[PATCH 4/6] drm/ttm: use ttm_bo_reserve_slowpath_nolru in ttm_eu_reserve_buffers

Thu Dec 6 07:38:03 PST 2012

On Thu, Dec 6, 2012 at 5:52 AM, Maarten Lankhorst
<maarten.lankhorst at canonical.com> wrote:
> Op 06-12-12 02:36, Jerome Glisse schreef:
>> On Fri, Nov 30, 2012 at 7:12 AM, Maarten Lankhorst
>> <m.b.lankhorst at gmail.com> wrote:
>>> This requires re-use of the seqno, which increases fairness slightly.
>>> Instead of spinning with a new seqno every time we keep the current one,
>>> but still drop all other reservations we hold. Only when we succeed,
>>> we try to get back our other reservations again.
>>>
>>> This should increase fairness slightly as well.
>>>
>>> Signed-off-by: Maarten Lankhorst <maarten.lankhorst at canonical.com>
>>> ---
>>>  drivers/gpu/drm/ttm/ttm_execbuf_util.c | 14 ++++++++++++--
>>>  1 file changed, 12 insertions(+), 2 deletions(-)
>>>
>>> diff --git a/drivers/gpu/drm/ttm/ttm_execbuf_util.c b/drivers/gpu/drm/ttm/ttm_execbuf_util.c
>>> index c7d3236..c02b2b6 100644
>>> --- a/drivers/gpu/drm/ttm/ttm_execbuf_util.c
>>> +++ b/drivers/gpu/drm/ttm/ttm_execbuf_util.c
>>> @@ -129,13 +129,17 @@ int ttm_eu_reserve_buffers(struct list_head *list)
>>>         entry = list_first_entry(list, struct ttm_validate_buffer, head);
>>>         glob = entry->bo->glob;
>>>
>>> -retry:
>>>         spin_lock(&glob->lru_lock);
>>>         val_seq = entry->bo->bdev->val_seq++;
>>>
>>> +retry:
>> After more thinking while i was going over patches to send comment i
>> think this one is bad, really bad. So here is bad case i see, we have
>> a list of 2 bo A & B. We succeed reserving A we set seq_valid to true
>> and val_seq to our val_seq. We fail on B, we go slow path and
>> unreserve A. Some other CPU reserve A but before it write either
>> seq_valid or val_seq we wakeup reserve B and retry to reserve A in
>> reserve_nolru we see A as reserved we enter the while loop see
>> seq_valid set and test val_seq against our same old val_seq we got ==
>> and return -EDEADLCK which is definitly not what we want to do. If we
>> inc val seq on retry we will never have this case.

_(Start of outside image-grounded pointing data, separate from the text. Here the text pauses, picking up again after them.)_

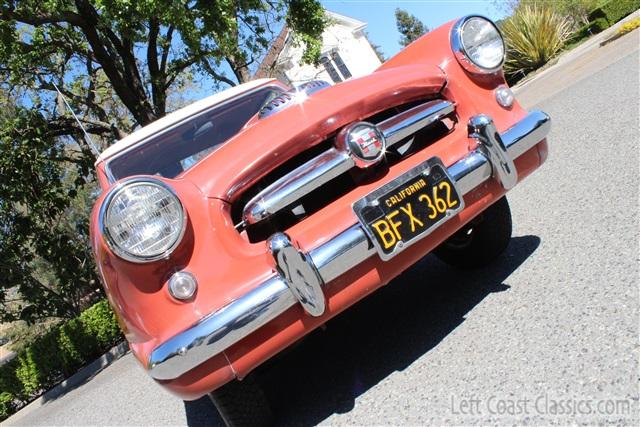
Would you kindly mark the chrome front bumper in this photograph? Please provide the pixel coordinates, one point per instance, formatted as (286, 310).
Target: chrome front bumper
(223, 328)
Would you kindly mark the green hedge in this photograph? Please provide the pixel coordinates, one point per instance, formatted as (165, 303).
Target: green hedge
(56, 355)
(605, 16)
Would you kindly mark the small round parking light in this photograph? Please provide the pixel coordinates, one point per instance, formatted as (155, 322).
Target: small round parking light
(504, 96)
(182, 285)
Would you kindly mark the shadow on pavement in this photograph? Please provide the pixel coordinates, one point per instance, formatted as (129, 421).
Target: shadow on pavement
(384, 333)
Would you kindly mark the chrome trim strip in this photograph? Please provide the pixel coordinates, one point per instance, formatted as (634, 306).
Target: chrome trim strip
(220, 329)
(484, 130)
(299, 273)
(107, 168)
(295, 184)
(230, 324)
(397, 128)
(336, 161)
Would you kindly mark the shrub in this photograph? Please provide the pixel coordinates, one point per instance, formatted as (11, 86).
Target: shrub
(56, 354)
(533, 35)
(7, 404)
(614, 10)
(627, 27)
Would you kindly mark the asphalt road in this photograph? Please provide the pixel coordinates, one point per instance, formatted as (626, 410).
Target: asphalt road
(548, 335)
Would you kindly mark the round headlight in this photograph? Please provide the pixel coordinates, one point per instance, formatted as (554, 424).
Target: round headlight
(478, 45)
(142, 220)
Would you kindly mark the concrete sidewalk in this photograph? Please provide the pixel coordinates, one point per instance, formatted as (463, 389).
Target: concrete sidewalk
(576, 53)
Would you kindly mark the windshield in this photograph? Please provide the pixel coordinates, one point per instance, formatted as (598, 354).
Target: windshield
(175, 150)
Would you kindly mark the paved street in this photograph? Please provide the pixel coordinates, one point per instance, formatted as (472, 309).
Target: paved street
(550, 330)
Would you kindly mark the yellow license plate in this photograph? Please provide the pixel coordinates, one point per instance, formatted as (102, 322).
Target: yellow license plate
(408, 208)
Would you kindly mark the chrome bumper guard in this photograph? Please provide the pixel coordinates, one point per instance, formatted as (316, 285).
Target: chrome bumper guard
(301, 276)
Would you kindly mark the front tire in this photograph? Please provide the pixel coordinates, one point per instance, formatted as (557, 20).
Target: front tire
(243, 404)
(480, 241)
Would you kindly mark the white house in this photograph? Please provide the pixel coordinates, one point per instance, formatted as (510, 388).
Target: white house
(346, 53)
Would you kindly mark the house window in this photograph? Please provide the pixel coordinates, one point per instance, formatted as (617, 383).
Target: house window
(340, 64)
(330, 69)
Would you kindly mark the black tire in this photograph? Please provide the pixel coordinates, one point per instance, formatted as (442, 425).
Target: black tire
(480, 241)
(243, 404)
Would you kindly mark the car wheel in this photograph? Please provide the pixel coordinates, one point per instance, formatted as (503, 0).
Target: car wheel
(480, 241)
(242, 404)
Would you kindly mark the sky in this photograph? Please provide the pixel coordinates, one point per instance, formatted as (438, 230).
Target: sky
(380, 18)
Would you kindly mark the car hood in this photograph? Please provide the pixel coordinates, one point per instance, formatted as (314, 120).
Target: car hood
(265, 144)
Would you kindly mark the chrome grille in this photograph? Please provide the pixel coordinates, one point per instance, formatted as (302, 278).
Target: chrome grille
(334, 162)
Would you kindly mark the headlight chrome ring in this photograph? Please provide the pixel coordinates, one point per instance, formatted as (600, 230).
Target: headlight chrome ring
(155, 213)
(462, 44)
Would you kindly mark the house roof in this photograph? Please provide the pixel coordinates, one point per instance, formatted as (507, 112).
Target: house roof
(177, 116)
(270, 61)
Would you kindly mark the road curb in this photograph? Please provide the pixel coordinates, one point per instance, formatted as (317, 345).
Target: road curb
(594, 42)
(73, 381)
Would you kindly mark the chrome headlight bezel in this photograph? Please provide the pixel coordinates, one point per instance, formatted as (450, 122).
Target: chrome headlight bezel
(460, 52)
(107, 236)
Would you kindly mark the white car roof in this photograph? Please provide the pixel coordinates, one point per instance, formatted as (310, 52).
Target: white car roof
(177, 116)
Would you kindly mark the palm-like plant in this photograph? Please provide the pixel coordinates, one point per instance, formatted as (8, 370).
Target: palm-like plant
(533, 35)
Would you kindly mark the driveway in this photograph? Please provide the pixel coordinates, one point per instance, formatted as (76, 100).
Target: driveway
(548, 335)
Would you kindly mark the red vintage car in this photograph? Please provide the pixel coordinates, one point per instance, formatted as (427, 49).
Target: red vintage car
(231, 228)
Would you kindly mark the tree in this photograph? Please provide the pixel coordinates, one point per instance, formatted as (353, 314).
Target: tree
(118, 63)
(410, 27)
(45, 264)
(577, 11)
(142, 48)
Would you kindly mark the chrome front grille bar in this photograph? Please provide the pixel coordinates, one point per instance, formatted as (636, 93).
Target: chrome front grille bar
(231, 323)
(334, 162)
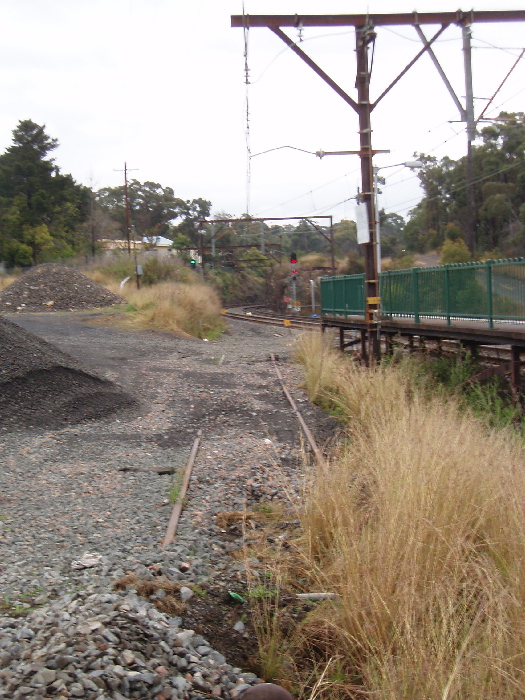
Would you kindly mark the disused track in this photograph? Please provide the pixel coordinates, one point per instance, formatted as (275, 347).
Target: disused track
(488, 354)
(256, 316)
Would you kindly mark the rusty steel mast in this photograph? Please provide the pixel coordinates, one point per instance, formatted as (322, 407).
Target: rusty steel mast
(365, 35)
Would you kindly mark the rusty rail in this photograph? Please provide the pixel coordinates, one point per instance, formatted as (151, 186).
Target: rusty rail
(317, 452)
(177, 507)
(273, 320)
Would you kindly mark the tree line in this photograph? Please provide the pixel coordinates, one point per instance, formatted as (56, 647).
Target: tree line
(46, 215)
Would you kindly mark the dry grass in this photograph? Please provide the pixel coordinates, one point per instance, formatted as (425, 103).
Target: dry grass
(106, 280)
(6, 280)
(419, 527)
(193, 309)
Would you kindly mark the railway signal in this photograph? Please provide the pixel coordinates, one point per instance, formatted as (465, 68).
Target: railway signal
(293, 263)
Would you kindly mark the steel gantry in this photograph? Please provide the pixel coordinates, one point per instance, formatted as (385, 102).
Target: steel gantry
(365, 36)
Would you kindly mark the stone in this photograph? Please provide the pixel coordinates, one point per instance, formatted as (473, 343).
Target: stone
(185, 593)
(128, 657)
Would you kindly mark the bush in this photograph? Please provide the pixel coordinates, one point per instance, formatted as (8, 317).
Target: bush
(454, 252)
(418, 526)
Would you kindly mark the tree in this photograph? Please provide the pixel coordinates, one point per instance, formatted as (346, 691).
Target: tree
(454, 252)
(154, 209)
(40, 208)
(499, 192)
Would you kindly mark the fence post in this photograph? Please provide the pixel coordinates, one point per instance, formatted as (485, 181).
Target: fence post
(447, 294)
(490, 310)
(415, 286)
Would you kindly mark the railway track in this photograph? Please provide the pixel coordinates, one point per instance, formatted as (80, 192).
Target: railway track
(258, 314)
(488, 355)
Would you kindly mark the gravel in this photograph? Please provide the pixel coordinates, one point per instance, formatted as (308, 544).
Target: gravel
(54, 287)
(40, 386)
(95, 488)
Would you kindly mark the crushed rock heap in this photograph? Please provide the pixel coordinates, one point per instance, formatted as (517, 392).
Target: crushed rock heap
(41, 386)
(53, 287)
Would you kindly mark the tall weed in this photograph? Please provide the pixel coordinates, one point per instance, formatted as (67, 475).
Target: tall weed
(419, 527)
(193, 309)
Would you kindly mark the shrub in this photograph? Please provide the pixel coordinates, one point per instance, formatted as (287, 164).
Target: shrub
(418, 526)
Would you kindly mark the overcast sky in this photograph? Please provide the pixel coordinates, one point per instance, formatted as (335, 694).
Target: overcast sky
(160, 84)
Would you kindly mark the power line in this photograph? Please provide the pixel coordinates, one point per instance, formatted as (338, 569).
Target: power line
(305, 194)
(458, 188)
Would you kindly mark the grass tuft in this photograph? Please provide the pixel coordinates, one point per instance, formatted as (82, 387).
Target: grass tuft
(418, 526)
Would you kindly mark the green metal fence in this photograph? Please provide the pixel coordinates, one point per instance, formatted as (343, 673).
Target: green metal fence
(493, 291)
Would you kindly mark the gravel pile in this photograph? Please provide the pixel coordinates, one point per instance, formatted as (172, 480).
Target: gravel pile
(102, 488)
(110, 646)
(42, 386)
(53, 287)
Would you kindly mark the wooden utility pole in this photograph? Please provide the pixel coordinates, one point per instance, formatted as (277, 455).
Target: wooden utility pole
(364, 25)
(126, 206)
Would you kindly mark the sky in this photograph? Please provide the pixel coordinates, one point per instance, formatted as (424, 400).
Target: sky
(160, 85)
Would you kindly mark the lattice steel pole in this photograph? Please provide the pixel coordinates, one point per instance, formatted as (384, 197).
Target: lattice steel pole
(364, 36)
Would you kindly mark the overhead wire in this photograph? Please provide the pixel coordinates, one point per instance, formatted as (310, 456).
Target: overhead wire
(463, 186)
(305, 194)
(245, 30)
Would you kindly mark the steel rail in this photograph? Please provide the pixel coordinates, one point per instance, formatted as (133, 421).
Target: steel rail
(273, 320)
(308, 433)
(177, 508)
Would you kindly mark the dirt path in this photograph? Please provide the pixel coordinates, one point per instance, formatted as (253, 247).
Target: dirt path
(64, 492)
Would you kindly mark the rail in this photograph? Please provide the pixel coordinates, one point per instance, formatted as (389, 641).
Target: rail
(272, 320)
(490, 291)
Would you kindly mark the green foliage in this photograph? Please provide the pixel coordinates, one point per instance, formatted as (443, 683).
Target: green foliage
(454, 252)
(40, 208)
(403, 262)
(455, 374)
(353, 264)
(499, 193)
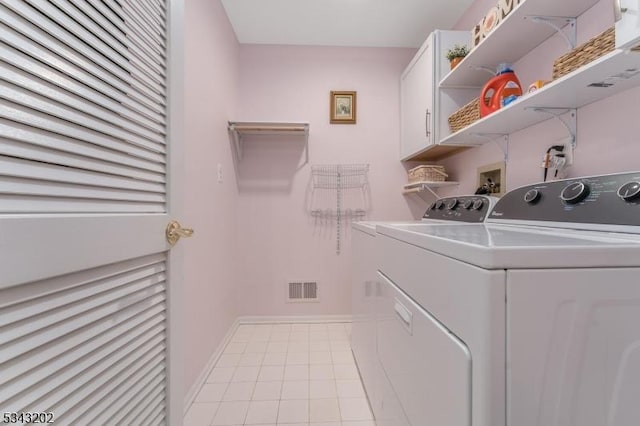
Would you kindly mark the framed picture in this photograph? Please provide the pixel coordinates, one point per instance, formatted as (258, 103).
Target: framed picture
(342, 108)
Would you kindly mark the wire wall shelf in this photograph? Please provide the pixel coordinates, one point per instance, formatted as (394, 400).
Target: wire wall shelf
(339, 193)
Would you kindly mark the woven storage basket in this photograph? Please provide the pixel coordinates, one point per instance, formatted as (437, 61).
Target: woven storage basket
(464, 116)
(429, 173)
(585, 53)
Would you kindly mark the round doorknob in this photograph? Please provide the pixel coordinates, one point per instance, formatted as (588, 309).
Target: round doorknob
(175, 232)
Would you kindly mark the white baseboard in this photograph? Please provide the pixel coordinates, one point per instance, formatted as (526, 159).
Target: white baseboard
(270, 319)
(195, 388)
(267, 319)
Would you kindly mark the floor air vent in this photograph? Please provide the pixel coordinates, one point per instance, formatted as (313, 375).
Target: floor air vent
(303, 291)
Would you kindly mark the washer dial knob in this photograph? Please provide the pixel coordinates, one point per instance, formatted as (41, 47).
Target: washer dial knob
(629, 191)
(532, 196)
(574, 193)
(477, 205)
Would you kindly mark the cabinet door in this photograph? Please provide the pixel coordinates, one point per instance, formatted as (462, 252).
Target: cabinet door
(416, 103)
(628, 23)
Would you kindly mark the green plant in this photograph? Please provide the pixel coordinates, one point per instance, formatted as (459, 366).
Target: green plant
(457, 51)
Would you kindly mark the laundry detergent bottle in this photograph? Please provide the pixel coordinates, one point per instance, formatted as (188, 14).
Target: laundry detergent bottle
(504, 86)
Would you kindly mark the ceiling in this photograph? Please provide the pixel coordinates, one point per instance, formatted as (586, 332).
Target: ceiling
(362, 23)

So what exactly not
>> incrementing it gave us ?
> Hm, that would indeed be a valid problem.
>
> Annoyingly, I can't do the conversion to mutexes until the end of the patchset.
> I solved this in the ticket mutexes by making the seqno an atomic, which is unset before unlocking.
> But doing this with the current ttm code would force extra wake_up_all's inside the reserve path,
> since we lack the slowpath handling mutexes have.
>
> Nouveau would run into the same problems already with patch 1, so perhaps we could disable
> the -EDEADLK handling and sleep in that case for now? Afaict, it's a driver error if -EDEADLK
> occurs.
>
> If performance is unimportant unset seq_valid before unreserving,
> and add a smp_wmb between seqno and seqno_valid assignments.
> wake_up_all() would be called unconditionally during reservation then, but that call is expensive..
>
>> I think the read and write memory barrier i was talking in patch 1
>> should avoid any such things to happen but i need to sleep on that to
>> make nightmare about all things that can go wrong.
> No it wouldn't help, still a race immediately after the xchg call. :-(
>
> ~Maarten

Then just keep the retry label where it's, it doesn't change the
fundamental of that patch and it avoids the EDEADLK scenario.

Cheers,
Jerome